Most are herbaceous, dying back in winter. But Chinese ‘tree peonies’ are rather gawky shrubs bearing enormous flowers. Despite their drama, flowering is brief. Herbaceous peonies have more to offer.

aloha: Large Peony lactiflora Pink Hawaiian bears fragrant coral pink flowers

Many develop superb foliage and a few even look good in autumn. Others bring focus to a mixed border with large, often fragrant summer flowers. The finest varieties, developed from Paeonia lactiflora also make excellent cut flowers.

Native to China and Tibet, wild P. lactiflora has copperybacked leaves and tall stems carrying large, single white flowers. The single whiteflowered variety White Wings is closest to its wild forebear. 

PRETTY IN PINK 

Fancy lactiflora varieties include Pink Hawaiian with fragrant coral blooms and Bowl of Beauty whose pink outer petals surround tufty cream centres.

Double-flowered Sarah Bernhardt is silvery pink, whereas the big double blooms of Adolphe Rousseau are deep, brooding red. Intersectional or Itoh peonies are a more recent introduction. Part tree-peony, part herbaceous, their large flowers come in a wider colour range.

They flower for longer than tree peonies and make lovely specimen plants. Claire Austin’s perennial nursery offers Itoh varieties in yellow, salmon, pink and other hues claireaustinhardyplants.co.uk.

Peonies are not exclusive to summer. My favourite, P. mloko- sewitschii, has primose yellow blooms in early May. The young foliage is copper tinted. There’s also an autumn bonus when the triple-podded fruits resemble medieval jester’s hats.
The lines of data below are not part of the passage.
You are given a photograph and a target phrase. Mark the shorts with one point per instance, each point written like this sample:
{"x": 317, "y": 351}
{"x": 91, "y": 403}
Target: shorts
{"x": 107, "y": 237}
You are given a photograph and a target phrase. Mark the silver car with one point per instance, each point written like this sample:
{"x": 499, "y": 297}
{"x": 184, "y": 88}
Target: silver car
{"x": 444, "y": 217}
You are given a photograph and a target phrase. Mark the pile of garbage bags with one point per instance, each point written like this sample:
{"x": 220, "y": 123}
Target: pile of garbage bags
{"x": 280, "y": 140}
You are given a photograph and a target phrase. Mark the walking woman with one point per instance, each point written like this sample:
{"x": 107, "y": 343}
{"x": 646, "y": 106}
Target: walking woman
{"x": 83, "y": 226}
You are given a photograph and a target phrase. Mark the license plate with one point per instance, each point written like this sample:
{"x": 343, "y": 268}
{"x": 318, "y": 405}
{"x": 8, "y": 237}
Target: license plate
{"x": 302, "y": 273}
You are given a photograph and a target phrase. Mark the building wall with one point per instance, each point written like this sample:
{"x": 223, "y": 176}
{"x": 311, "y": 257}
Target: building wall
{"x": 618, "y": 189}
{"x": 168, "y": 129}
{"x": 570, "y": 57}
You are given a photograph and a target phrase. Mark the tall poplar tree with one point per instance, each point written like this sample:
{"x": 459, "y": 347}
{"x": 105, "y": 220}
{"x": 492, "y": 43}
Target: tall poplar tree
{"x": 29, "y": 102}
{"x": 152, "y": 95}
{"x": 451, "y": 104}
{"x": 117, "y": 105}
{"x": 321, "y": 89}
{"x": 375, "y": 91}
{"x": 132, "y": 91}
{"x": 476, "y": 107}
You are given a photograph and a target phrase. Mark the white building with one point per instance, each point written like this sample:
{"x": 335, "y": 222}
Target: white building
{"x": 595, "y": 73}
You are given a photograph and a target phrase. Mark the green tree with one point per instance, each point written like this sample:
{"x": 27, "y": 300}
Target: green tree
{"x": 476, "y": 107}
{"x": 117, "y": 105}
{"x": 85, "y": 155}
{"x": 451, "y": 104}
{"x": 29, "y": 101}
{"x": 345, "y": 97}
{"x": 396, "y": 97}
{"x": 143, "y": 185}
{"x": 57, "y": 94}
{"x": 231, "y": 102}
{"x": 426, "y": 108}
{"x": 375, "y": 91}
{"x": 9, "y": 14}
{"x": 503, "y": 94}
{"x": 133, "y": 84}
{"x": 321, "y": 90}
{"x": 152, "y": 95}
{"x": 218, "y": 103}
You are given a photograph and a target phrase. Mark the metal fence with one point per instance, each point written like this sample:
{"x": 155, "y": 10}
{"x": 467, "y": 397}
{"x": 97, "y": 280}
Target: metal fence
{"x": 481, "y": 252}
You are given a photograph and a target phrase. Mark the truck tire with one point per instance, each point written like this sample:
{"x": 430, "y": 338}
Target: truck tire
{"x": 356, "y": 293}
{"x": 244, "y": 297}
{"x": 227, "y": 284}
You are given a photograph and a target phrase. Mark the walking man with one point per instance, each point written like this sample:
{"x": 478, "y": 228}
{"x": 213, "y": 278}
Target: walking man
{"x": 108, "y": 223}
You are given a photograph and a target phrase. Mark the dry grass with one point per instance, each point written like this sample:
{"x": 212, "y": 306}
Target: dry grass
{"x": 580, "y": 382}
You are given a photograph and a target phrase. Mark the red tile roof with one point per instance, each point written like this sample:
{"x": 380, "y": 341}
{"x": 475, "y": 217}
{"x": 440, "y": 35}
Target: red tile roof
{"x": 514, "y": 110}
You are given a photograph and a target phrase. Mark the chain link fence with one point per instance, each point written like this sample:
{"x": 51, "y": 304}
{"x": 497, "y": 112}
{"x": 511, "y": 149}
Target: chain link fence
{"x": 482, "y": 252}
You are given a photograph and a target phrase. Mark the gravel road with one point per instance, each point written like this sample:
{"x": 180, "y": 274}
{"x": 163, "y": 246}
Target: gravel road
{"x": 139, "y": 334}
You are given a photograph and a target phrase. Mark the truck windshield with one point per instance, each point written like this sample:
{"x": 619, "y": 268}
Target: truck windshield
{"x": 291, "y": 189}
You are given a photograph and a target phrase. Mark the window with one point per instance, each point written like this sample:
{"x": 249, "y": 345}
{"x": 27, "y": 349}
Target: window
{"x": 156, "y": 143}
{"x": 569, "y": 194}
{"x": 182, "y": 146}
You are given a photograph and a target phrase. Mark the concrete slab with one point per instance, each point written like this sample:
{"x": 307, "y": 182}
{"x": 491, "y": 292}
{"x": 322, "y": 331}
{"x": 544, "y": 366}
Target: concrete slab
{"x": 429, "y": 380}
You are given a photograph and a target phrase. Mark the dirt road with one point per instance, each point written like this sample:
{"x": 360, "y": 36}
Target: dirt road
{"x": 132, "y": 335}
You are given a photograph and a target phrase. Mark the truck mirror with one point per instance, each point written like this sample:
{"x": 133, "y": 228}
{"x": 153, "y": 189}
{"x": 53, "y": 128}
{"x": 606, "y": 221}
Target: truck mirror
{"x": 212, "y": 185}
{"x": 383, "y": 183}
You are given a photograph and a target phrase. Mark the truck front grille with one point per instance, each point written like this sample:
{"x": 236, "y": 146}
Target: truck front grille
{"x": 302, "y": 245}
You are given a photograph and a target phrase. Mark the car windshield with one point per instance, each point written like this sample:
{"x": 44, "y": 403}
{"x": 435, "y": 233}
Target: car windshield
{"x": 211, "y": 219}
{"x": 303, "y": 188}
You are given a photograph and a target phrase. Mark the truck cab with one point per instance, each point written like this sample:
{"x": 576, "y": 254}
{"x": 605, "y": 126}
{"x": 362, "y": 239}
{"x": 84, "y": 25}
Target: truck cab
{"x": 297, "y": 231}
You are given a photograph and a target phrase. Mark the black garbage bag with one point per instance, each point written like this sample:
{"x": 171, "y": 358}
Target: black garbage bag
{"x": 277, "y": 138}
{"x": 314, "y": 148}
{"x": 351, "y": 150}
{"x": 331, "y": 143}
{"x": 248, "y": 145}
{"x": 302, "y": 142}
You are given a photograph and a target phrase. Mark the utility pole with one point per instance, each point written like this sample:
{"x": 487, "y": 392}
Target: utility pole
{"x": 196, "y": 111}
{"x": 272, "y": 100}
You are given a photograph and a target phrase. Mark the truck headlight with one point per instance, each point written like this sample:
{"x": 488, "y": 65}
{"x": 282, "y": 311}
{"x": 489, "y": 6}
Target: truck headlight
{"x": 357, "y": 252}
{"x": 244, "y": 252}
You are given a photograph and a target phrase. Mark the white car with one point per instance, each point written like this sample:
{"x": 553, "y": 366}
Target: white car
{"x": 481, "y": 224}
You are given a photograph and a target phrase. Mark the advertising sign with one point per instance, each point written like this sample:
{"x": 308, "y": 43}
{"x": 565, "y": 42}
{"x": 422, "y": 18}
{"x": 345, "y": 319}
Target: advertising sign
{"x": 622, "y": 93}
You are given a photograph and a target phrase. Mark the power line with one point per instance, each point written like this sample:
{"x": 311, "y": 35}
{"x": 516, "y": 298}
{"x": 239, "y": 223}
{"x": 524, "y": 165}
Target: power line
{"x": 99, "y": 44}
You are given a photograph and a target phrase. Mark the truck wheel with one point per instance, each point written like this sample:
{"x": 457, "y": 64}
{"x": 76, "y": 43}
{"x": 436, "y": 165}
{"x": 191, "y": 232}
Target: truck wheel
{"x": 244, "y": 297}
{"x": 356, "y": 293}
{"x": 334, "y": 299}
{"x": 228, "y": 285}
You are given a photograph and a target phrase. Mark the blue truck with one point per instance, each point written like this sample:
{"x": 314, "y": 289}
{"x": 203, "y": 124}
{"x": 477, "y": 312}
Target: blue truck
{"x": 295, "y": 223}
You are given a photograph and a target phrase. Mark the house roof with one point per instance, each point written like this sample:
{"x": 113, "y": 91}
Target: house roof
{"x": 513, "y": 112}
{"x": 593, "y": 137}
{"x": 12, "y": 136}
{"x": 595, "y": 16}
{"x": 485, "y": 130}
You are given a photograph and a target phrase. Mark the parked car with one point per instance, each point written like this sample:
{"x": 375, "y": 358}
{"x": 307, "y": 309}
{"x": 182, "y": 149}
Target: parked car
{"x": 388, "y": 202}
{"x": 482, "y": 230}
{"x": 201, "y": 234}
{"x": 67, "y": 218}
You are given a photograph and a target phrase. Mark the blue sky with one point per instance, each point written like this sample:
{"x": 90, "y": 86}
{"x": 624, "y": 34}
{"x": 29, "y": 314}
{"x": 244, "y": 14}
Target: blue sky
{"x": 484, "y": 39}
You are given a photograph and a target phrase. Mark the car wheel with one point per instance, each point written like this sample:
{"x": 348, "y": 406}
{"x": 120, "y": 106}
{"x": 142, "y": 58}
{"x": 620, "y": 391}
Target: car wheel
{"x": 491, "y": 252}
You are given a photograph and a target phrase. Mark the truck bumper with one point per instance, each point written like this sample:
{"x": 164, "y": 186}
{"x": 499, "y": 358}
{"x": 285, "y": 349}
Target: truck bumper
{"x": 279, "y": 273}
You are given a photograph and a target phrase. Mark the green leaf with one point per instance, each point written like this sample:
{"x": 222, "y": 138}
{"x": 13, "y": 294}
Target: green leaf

For spring, Majorcan P. cambessedesii grows a modest 30cm high. Blue-green leaves accompany soft pink, single spring flowers. In autumn, their pods also split to display big, glossy black seeds.

The best-known peonies are double-flowered P. officinalis. Wine-red Rubra Plena or deep pink Rosea Superba Plena. 

EASY TO GROW 

Peonies prefer well-drained soil with plenty of organic matter. Most need sun but woodland varieties such as Molly the Witch enjoy sun or gentle shade. Lactiflora peonies are best in sun.

Some double-flowered varieties can be top heavy, so support is essential. I use interlocking Link Stakes, but canes and string work just as well.

They need dividing when the clumps grow old and tired. Each new division should carry at least one plump, dormant bud.

Don’t despair if they don’t sprout. Roots develop first, then a shoot appears the following year with flowers in year three – if you’re lucky.